If it indeed does make lives better, how can one explain for the widespread poverty that still exist today? The per-capita income in the richest twenty countries is 37 times greater than that in the 20 poorest7. Accordingly, globalisation cannot, and does not, serve interests of all countries in the world.
To conclude, globalization refers to a process in which the world is in many respects becoming a single place. It has in one way or another encompassed every sphere of social life. It brings people together as well as promoting higher economic growth and lower cost goods and provides much wider opportunities and choices at the same time. The advocates say globalization brings the first real chance of prosperity to the impoverished corners of the world whilst the opponents say globalization is the cause of growing poverty and inequality on the planet.
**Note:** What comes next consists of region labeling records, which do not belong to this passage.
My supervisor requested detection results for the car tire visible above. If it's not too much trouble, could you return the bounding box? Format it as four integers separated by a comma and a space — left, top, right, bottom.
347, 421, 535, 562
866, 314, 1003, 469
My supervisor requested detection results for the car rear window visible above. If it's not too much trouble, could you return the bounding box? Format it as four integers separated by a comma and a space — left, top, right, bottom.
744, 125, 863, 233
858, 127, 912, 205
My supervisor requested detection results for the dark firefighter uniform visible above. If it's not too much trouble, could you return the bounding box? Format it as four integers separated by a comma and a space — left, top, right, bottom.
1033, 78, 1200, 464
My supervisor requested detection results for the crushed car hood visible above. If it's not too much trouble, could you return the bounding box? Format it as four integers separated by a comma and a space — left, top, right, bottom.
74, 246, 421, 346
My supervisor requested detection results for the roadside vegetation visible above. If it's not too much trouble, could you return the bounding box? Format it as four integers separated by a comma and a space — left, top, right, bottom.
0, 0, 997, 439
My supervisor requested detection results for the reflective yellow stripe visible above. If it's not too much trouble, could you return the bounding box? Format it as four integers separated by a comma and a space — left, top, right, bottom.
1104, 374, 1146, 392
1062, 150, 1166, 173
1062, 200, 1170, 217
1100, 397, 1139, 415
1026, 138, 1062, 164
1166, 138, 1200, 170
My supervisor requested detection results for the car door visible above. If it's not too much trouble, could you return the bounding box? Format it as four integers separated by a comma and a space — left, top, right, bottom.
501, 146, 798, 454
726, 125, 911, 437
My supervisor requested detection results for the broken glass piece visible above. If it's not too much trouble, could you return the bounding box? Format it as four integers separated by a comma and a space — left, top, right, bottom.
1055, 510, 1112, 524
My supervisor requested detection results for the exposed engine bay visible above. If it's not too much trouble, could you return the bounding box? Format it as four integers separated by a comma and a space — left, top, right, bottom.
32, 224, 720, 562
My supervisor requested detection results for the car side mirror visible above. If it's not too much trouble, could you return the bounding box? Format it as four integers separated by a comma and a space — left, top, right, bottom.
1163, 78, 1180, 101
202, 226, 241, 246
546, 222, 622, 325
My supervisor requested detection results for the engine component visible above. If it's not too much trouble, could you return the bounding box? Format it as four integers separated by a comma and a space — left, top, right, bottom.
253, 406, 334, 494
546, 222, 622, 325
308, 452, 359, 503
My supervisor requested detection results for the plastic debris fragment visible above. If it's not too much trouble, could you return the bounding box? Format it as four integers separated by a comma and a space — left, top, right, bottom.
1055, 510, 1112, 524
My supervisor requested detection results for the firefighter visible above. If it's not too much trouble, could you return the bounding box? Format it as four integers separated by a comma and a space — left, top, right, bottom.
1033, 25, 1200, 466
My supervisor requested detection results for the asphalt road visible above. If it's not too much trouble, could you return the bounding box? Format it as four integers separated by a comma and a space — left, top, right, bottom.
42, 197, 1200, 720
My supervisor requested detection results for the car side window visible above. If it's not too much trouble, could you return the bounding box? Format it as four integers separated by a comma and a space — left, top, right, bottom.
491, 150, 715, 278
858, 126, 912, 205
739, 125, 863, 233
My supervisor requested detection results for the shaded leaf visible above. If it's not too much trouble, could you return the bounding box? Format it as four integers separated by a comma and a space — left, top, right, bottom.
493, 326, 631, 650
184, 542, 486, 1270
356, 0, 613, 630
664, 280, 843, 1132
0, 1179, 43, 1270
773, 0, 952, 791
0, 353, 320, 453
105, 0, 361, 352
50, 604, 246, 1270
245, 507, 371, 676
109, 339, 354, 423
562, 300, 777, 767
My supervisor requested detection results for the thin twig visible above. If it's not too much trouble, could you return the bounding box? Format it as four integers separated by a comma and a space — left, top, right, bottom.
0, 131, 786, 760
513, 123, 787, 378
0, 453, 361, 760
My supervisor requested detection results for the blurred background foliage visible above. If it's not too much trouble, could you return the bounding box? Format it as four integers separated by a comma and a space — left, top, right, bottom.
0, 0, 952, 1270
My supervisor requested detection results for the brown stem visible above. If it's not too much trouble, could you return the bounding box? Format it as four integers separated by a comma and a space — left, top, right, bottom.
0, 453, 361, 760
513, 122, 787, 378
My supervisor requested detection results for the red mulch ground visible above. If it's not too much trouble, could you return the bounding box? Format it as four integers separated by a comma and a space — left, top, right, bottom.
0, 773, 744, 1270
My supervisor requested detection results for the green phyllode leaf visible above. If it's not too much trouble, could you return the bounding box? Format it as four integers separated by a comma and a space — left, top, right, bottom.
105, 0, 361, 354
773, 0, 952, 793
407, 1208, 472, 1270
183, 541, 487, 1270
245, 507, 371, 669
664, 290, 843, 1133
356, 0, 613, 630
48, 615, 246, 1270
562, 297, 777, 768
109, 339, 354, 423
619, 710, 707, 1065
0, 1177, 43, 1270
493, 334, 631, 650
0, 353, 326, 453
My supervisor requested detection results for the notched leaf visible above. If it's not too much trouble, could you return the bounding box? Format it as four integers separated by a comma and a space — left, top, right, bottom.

However, globalization definitely is not a panacea. It does not hold the answer to universal equality, prosperity, peace and freedom as some had presumed. Poverty is still rampant in the contemporary globalizing world. Human-induced ecological degradation has never been worse. Numerous major armed conflicts were underway and globalization has not provided a formula for increased democracy either. Yet, it lowers costs, broadens choices, delivers more capital and opens more markets, giving the individual more power to control his or her destiny.
As the Asian economies demonstrate, globalization can build economies through trade and investment and spur development in even the world's poorest nations, but it can also bring economies down overnight. Namely, used properly it can be used to massively reduce poverty worldwide and to reduce global inequality.
In this light, it seems that globalization itself is neither good nor bad. However, used properly it can bring about many benefits; used hastily it can seriously damage an economy. It must be seen as something to mold, shape and manage.
The reality is that globalization is here to stay whether we like it or not. With 1.2 billion people still living below the poverty line, the foremost challenge is to encourage greater global cooperation in order to provide g collaboration and coalitions to handle the risks emerging from this connected world. There is a need to balance local forces with international forces. A country must carefully choose a combination of policies that best enables it to take the opportunity - while avoiding the pitfalls.